In a February 3 reading at the Harvard Book Store, author Rana Dasgupta described the challenges of recreating history in his second novel, “Solo,” which follows the life of a Bulgarian centenarian. Dasgupta shared passages with a small but engaged audience about the early life of the main character, Ulrich, just before World War I. In the rest of the novel, he lives a long life of missed opportunities and lingering regrets that begin to manifest themselves as daydreams and fantasies.
The author overcame the challenges of writing about a character so different from himself through extensive research, saying that before working on the novel, he had considered Bulgaria a forgotten country, remote from the history of the 20th century. Dasgupta said that he hopes ”Solo” will show his readers how remarkable a seemingly mundane life can be.
“One of the very critical things that this book was trying to do,” said Dasgupta, “was to think about time … how one could create a sense of great duration in human life without there being lots and lots of great achievements.”

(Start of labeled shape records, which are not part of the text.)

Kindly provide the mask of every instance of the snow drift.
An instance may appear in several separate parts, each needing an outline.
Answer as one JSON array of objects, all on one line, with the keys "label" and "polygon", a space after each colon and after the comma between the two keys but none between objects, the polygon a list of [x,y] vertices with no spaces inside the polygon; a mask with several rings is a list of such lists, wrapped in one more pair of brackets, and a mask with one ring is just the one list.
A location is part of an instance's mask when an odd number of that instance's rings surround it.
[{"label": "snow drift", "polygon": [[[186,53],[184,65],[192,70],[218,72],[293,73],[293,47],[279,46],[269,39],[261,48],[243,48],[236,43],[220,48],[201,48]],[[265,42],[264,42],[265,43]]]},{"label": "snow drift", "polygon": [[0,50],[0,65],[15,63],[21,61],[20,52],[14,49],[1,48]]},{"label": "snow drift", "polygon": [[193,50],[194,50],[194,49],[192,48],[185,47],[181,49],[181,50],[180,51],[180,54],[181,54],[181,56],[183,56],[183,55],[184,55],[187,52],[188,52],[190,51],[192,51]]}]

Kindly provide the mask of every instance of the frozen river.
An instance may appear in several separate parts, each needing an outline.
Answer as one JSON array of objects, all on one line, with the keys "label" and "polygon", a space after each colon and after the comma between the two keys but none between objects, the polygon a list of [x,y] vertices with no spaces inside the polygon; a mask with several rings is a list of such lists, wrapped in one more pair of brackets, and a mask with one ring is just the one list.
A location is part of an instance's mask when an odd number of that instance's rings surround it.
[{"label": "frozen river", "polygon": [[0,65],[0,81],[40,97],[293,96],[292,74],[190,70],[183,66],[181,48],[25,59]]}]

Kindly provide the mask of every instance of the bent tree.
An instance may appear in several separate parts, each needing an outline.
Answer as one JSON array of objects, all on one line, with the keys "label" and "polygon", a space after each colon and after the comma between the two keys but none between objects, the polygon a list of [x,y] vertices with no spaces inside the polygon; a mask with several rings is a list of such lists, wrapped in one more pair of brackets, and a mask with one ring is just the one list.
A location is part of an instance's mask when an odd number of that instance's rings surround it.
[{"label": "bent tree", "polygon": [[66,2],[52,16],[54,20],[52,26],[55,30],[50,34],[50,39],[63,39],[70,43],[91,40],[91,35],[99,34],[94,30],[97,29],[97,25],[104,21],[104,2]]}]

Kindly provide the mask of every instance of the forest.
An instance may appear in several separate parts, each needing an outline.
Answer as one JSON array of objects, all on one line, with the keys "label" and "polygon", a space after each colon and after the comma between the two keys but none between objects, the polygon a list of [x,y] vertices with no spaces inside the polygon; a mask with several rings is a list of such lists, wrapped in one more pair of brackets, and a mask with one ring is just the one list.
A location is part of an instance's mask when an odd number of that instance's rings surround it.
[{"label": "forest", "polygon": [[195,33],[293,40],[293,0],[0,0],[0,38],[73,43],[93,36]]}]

In discussing his influences, he credited Russian filmmaker Andrei Tarkovsky and his ability to narrate ‘empty’ time with intensity. Dasgupta also used films more directly in his research, explaining that Bulgarian films and documentaries helped him to recreate the history of the country.
Although he was unfamiliar with the historical setting before beginning the novel, his lack of “organic attachment” to Bulgaria did not deter Dasgupta from telling the story of the 20th century from the perspective of a bookkeeper from that region. However, he was modest about the thorough research he undertook to recreate the lives of 20th century Bulgarians.
“Even when you know the sequence of political events, you don’t really know how people lived,” said Dasgupta. “You have to know what objects people had in their houses, what things were available to eat.”
The core of his research consisted of interviews with native Bulgarians. They confirmed Dasgupta’s strong hunch that the region, despite being overlooked in most British history books, has a rich collection of personal narratives from two world wars, the rise and fall of communism, and renewed hope in the 21st century. Finishing his research in Bulgaria, Dasgupta then asked a local literary critic if Ulrich’s story could seem plausible to a native Bulgarian. He said that the critic responded, “you’ve just told me the story of the life of my father.”
Although he ultimately chose an unfamiliar setting and topic for “Solo,” Dasgupta feels that he could also have written a novel about his own life or the experiences of his family. He explained the decision to set “Solo” in Bulgaria by noting that he prefers not to talk about himself, and enjoys the process of learning through his writing. He continued that although he believes in the value of writing what one knows, he nevertheless feels that it is important to take risks in writing.
“Personally, in my own life, I think that writing should feel dangerous. It should feel like you could screw up, you could go wrong, you could fail,” he said.
Dasgupta said that one of his main goals in “Solo” was to “express the feeling of living [away] from the great centers of the world.” Although he says it is important for art to portray what lies outside the ‘great centers,’ the author is ultimately ambivalent about the experience of living on the periphery. Ulrich only sees opportunity for himself at the end of his life, a change in perspective that Dasgupta connects to Bulgaria’s new status on the global stage.
Ultimately, Dasgupta hopes that readers will feel “a level of empathy” while reading “Solo.” “There is a sense that places like [Bulgaria] can supply to you,” he said. “If you look at the places at the center of the world, you see the incredible achievements in a place like New York. If you were to look at that and take that to be the … totality, you would be missing the great sense of the system that we’re living in.”